Student Mentoring 

I have some interesting problems in Harmonic analysis for LSU undergrads that we can work on together. Shoot me an email if you like to discuss any of this.

Uncertainty Principle: The uncertainty principle, originally formulated in quantum mechanics, also has significant analogs in mathematical analysis, particularly in signal processing and Fourier analysis. In the context of analysis, it states that a function and its Fourier transform cannot both be highly localized or sharply confined at the same time. In simple terms this means,  function and its Fourier transform cannot be simultaneously ”small”. 

This is similar in spirit to Heisenberg's uncertainty principle in quantum mechanics, where position and momentum (akin to time and frequency) cannot both be precisely known simultaneously. There are several versions of the uncertainty principle known to us now. In this context, we can work together some of these projects.
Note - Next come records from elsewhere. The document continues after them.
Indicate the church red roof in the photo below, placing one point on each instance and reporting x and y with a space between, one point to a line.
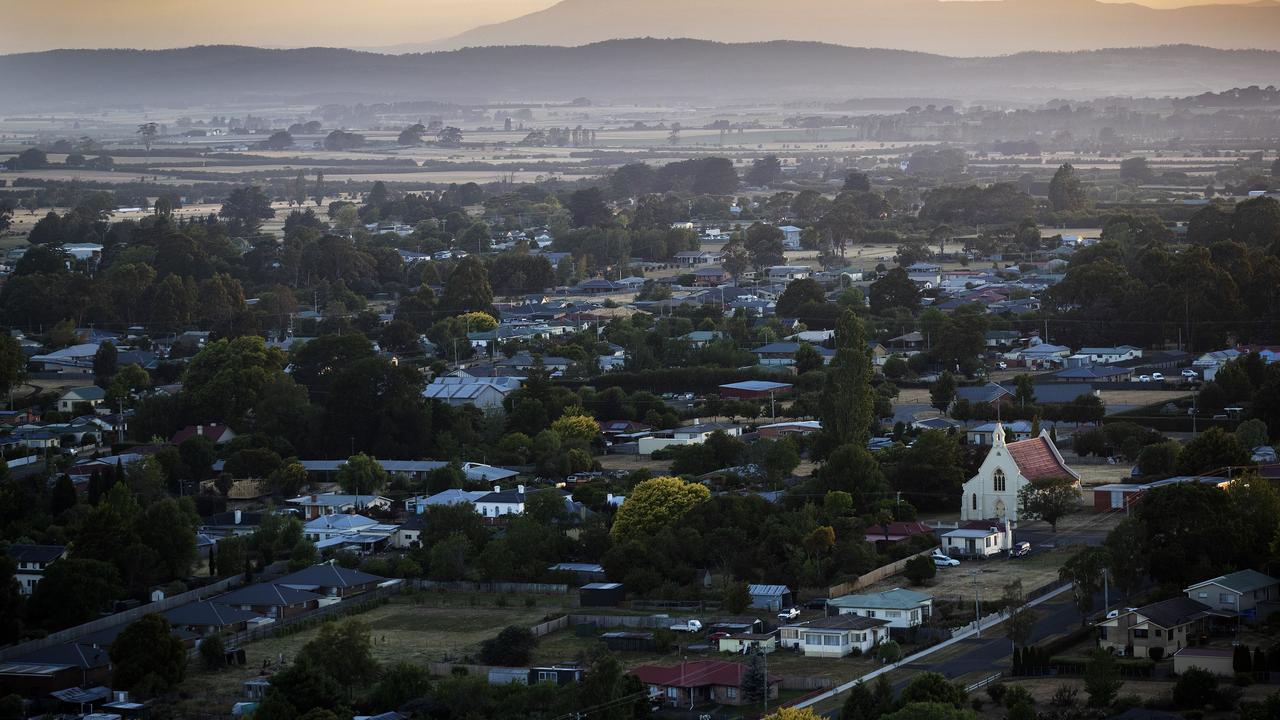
1037 460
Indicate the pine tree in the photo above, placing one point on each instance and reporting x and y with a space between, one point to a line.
848 402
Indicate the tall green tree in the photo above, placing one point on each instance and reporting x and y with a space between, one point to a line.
147 657
1065 191
848 401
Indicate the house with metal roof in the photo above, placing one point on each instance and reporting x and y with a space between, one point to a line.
1155 630
1247 593
900 607
332 579
836 636
769 597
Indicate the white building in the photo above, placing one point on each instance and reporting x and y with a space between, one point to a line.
1008 468
835 637
900 607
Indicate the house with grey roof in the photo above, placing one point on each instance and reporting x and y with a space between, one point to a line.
901 607
1244 592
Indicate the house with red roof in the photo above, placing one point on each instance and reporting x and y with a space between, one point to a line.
992 493
702 682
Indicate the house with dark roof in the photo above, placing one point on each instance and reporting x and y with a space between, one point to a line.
56 668
836 636
1010 466
32 561
272 600
209 616
698 683
330 579
1244 592
1155 630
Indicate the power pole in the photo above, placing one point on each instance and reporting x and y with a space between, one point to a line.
977 606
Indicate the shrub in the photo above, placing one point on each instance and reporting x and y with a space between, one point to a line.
1194 689
1065 696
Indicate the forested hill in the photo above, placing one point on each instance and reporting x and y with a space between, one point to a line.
622 69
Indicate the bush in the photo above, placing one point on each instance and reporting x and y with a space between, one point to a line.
996 692
1196 689
1018 695
1065 696
919 569
512 647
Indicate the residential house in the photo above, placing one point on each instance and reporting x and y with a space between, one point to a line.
901 607
790 428
896 532
1119 496
686 434
908 343
698 683
978 538
272 600
748 643
769 597
219 434
233 523
1155 630
332 580
77 397
32 560
711 277
992 493
785 352
754 390
458 391
990 395
329 502
986 433
209 616
835 637
787 273
791 237
1247 593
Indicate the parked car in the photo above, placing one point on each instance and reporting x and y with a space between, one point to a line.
944 560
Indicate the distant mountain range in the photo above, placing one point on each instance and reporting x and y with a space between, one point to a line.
622 71
981 28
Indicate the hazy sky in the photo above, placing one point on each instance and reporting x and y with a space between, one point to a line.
41 24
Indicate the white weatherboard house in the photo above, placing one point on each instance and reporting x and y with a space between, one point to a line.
1008 468
835 637
900 607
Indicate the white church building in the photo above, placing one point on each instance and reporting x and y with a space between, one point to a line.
992 493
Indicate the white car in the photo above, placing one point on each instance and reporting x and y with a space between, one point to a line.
944 560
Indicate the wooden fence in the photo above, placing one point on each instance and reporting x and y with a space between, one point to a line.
874 575
499 588
120 618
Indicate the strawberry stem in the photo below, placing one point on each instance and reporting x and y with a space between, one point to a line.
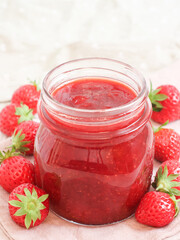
24 112
29 205
165 183
156 97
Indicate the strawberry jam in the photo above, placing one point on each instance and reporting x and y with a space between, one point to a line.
94 147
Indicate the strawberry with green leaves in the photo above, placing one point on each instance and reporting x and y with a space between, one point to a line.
157 209
27 94
15 170
11 116
167 144
168 178
28 205
166 103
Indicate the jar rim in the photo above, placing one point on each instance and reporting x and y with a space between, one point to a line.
141 96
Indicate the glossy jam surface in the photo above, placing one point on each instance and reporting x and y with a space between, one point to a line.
93 181
94 94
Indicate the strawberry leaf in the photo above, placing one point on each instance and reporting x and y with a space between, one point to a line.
156 98
24 112
29 205
165 183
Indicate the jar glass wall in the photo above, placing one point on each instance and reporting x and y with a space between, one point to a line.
96 164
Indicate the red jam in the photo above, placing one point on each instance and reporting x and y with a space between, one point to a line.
94 94
92 181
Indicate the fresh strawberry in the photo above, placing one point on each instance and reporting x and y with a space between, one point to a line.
29 129
15 170
166 103
167 144
28 205
27 94
157 209
11 116
168 178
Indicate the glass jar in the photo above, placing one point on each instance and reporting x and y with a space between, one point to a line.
96 164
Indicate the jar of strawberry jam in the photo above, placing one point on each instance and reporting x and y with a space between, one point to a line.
94 147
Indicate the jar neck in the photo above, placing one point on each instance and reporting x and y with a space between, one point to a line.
123 119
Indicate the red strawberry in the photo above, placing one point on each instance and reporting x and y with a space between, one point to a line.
168 178
167 144
166 103
28 129
15 170
28 205
11 116
27 94
156 209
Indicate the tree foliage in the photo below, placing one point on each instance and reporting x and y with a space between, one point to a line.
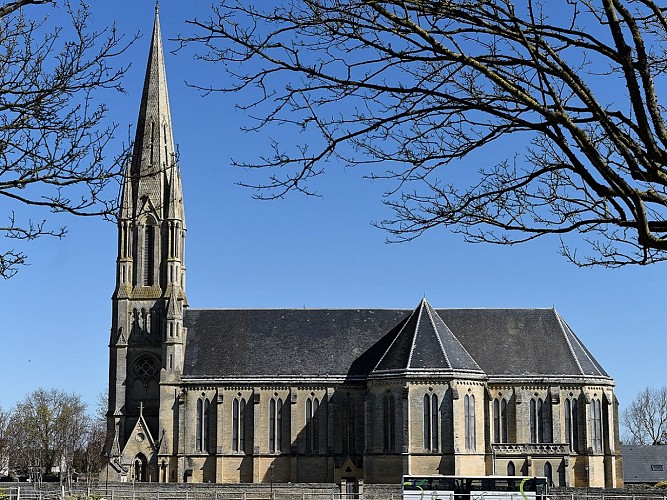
51 429
646 417
54 140
553 108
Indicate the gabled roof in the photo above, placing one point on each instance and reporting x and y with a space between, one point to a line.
260 344
644 464
518 342
425 344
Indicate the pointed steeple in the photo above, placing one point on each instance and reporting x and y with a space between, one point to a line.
154 149
426 344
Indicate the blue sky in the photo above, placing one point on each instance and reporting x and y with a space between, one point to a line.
296 252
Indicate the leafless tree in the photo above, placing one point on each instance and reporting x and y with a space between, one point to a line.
4 442
46 430
54 137
553 108
646 417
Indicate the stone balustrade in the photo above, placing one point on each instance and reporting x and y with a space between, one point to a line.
531 449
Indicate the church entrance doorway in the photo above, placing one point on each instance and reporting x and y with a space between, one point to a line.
140 468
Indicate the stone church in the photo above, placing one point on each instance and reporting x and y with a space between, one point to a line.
346 396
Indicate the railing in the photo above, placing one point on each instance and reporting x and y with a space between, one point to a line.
195 492
531 449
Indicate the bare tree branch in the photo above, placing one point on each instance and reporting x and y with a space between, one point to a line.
646 418
54 138
411 90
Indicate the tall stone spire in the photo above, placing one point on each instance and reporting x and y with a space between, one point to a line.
147 333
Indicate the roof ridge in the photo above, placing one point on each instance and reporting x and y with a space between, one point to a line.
435 329
414 337
581 346
563 325
406 321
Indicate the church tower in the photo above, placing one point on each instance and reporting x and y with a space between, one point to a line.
147 334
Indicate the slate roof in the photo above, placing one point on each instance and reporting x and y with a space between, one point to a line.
425 344
637 462
247 344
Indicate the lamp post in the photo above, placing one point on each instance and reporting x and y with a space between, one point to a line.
106 481
271 467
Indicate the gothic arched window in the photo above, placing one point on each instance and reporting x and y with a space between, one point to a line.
469 421
431 417
349 425
149 255
312 425
238 425
275 425
596 425
389 421
511 469
499 420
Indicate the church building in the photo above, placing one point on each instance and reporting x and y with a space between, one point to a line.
345 396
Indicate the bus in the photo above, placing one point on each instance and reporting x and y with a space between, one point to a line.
474 488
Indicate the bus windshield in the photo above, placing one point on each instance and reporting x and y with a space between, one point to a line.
474 487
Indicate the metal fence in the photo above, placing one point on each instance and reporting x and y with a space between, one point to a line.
128 492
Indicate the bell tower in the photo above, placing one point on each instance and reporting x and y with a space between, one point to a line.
147 335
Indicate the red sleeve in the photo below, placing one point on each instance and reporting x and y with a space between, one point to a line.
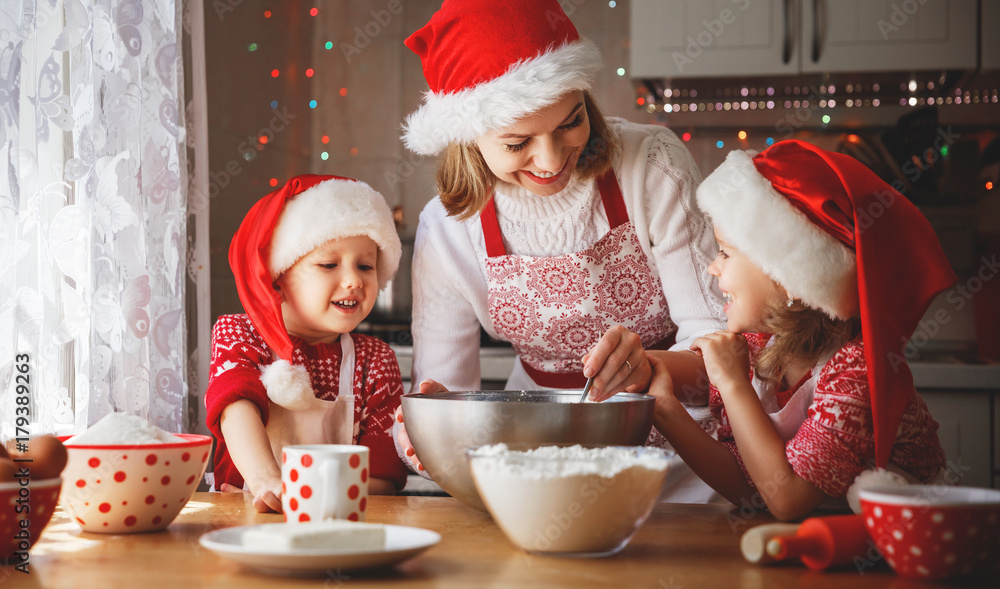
834 443
238 351
378 391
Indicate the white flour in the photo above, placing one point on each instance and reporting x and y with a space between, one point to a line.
123 429
590 501
572 461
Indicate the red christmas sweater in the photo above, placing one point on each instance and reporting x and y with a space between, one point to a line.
836 442
238 354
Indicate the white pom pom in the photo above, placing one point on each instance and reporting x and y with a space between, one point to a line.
288 385
876 477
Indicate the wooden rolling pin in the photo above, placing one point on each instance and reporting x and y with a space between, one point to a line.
753 544
823 542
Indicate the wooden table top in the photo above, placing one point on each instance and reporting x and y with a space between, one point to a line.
680 546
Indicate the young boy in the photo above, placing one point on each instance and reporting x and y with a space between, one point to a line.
309 260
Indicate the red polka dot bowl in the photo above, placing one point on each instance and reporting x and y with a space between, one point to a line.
934 532
24 513
123 489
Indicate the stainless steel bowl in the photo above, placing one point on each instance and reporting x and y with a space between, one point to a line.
442 426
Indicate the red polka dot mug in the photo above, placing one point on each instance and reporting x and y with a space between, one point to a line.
935 532
324 481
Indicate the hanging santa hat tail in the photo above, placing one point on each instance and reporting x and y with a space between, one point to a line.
280 228
841 240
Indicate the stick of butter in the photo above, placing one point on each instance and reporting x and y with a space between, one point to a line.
323 535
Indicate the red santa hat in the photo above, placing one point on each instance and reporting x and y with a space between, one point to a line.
285 225
841 240
489 64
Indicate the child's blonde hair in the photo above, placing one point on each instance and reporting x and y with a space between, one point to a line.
799 333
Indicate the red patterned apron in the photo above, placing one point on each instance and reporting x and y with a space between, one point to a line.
553 310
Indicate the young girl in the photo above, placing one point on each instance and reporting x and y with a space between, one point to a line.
309 260
838 268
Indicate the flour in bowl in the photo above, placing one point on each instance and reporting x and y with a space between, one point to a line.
570 500
123 429
548 462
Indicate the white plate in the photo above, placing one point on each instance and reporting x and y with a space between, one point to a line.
401 542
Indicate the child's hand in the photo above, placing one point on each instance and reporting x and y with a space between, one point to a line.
266 494
617 363
403 440
661 387
727 358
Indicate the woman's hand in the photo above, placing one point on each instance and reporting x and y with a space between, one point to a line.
266 494
617 363
426 387
727 358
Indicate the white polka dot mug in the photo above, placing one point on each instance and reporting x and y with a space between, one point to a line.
324 481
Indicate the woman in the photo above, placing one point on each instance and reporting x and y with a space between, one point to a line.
574 237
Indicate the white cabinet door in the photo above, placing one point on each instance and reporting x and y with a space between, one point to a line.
698 38
888 35
964 418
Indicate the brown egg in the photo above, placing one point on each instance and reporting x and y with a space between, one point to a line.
48 457
7 470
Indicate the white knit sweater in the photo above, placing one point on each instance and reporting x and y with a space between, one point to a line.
658 180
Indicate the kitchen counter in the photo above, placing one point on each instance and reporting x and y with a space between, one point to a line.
681 545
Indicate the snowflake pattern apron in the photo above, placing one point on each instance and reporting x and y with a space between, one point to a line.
332 424
553 310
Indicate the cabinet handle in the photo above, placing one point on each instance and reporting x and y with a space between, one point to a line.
818 6
786 51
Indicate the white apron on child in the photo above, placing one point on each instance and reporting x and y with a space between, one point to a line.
332 423
554 309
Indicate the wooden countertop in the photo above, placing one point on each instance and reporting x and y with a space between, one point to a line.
680 546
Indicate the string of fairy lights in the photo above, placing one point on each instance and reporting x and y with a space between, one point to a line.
313 103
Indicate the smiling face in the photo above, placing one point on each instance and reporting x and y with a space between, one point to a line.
539 152
747 289
330 290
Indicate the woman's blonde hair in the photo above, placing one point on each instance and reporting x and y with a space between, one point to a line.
465 182
799 333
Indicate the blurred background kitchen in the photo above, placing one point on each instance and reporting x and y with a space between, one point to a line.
908 87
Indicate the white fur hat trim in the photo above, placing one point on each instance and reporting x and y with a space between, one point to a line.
876 477
334 209
528 86
759 221
288 385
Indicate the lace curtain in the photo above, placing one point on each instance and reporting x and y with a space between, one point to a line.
98 254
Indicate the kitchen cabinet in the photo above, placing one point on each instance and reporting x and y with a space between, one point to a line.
686 38
697 38
965 433
989 24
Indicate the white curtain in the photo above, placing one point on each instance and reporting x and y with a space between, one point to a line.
97 257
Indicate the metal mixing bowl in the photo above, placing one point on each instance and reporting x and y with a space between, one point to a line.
442 426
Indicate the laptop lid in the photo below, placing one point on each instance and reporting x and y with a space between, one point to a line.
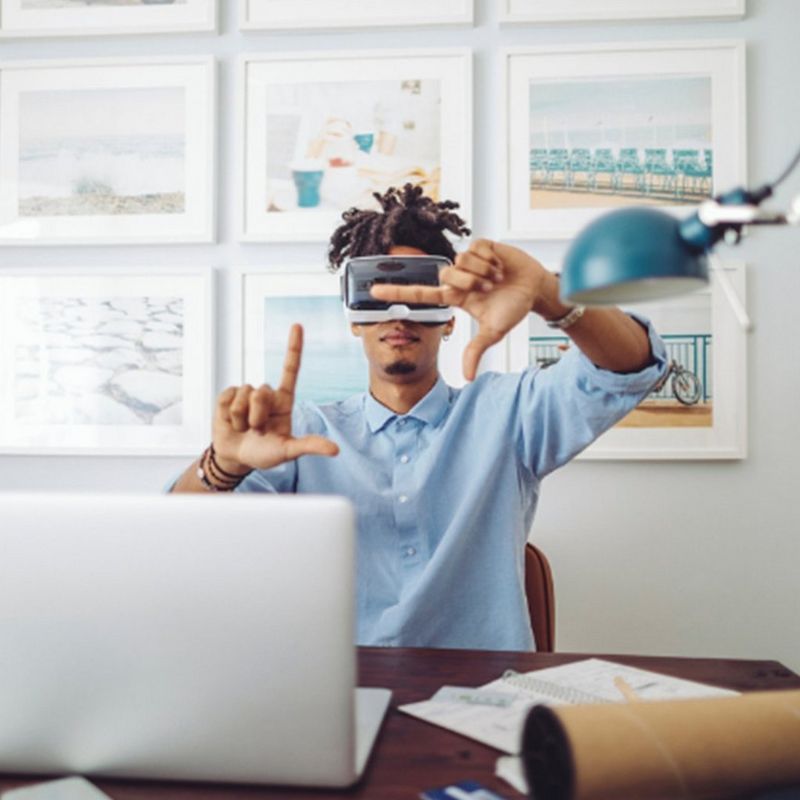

Here I have a list of some topics:

Uncertainty Principle in Fourier Series

• Objective: Investigate how the uncertainty principle applies to Fourier series representations of periodic functions.

• Description:

  • Study how the localization of a function on the interval (spatial or temporal localization) affects the localization of its Fourier coefficients in the frequency domain.

  • Use periodic functions like square waves, sawtooth waves, or trigonometric polynomials, and analyze how their sharpness in the time domain leads to the spread of their Fourier coefficients.

  • Visualize this relationship and discuss the implications for the uncertainty principle in periodic settings.

• Skills: Fourier series, harmonic analysis, Python or MATLAB for visualization.

Paley-Wiener Theorem and Uncertainty Principle

• Objective: Study the Paley-Wiener theorem, which connects the uncertainty principle with analytic functions in harmonic analysis.

• Description:

  • Understand the statement of the Paley-Wiener theorem, which relates the support of a function and its Fourier transform.

  • Investigate how this theorem imposes a restriction on how sharply a function and its Fourier transform can be localized.

  • Apply the theorem to specific examples and functions (such as analytic functions) to see how the uncertainty principle manifests.

  • Explore the consequences of the Paley-Wiener theorem in signal processing and physics.

• Skills: Harmonic analysis, complex analysis, Paley-Wiener theorem.